Strawberry and Kale Salad

Serves two people who are serious about their kale salads

1 bunch kale (any kind will do, choose your current fave)
10 -12 strawberries
1-2 oz extra-sharp white cheddar (we do live in WI now, afterall)
a handful (1/4 cup maybe)l of slivered almonds (whole or sliced would work fine too)
strawberry and kale salad

De-stem and chop the kale. I like to chop my kale in thin strips. Chewing raw kale works your jaw muscles, so smaller pieces is a bit easier to manage. Drizzle chopped kale with balsamic vinaigrette (see below) and massage dressing into the kale leaves with your fingers. Yes it’s messy, yes it’s worth it.

Dice the strawberries and add to kale. Grate the cheese, or I like to cut it into 1/4″ cubes and toss it into the bowl. Toast the almonds until they are starting to brown. Let the almonds cool for a couple minutes before adding to the salad. Mix well. Add more balsamic vinaigrette if needed. Eat.
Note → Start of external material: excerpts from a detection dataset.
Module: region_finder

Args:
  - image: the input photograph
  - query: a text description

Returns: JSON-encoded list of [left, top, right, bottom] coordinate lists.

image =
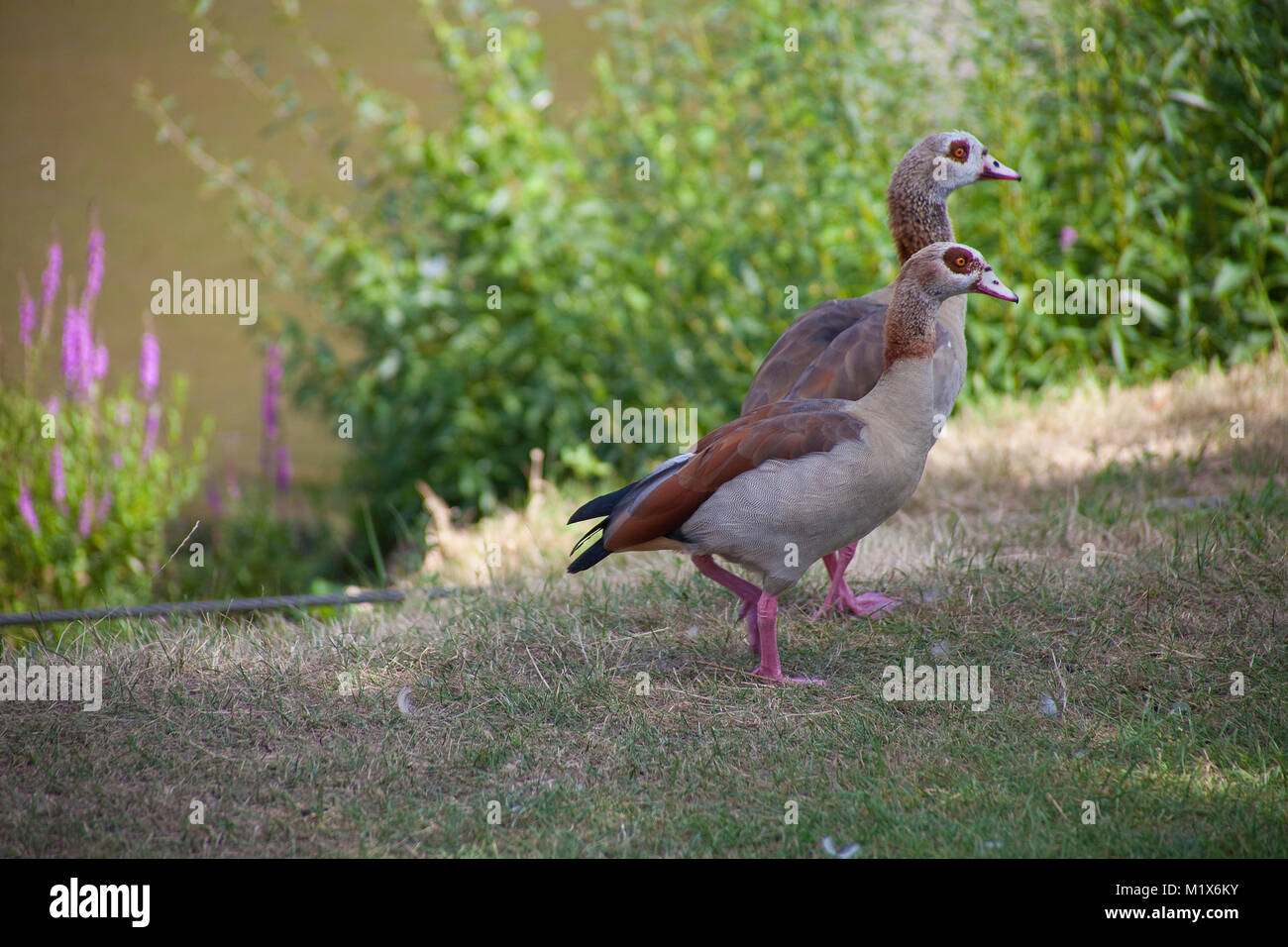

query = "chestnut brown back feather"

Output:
[[604, 401, 863, 552]]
The Only Balsamic Vinaigrette Recipe You’ll Ever Need 

makes 1.5 cups of dressing

1/2 cup olive oil
1/2 cup balsamic vinegar
1/4 cup of your favorite brown mustard
1/4 cup lemon juice
1 garlic clove, pressed or very very finely chopped
salt and pepper to taste
balsamic vinaigrette

Combine all ingredients in a jar with a lid. Shake well to mix. Taste, if it’s at all “meh” add more salt, mix and taste again. The salt is the key to making all the flavors meld together. It will go from tasting like balsamic vinegar to tasting like salad dressing with the addition of a bit more salt.

Fun fact: the mustard acts as an emulsifier, so it holds the oil and vinegar mixture together.

I keep a jar of this stuff in my fridge pretty much all the time. It keeps well and it’s good on pretty much every salad ever.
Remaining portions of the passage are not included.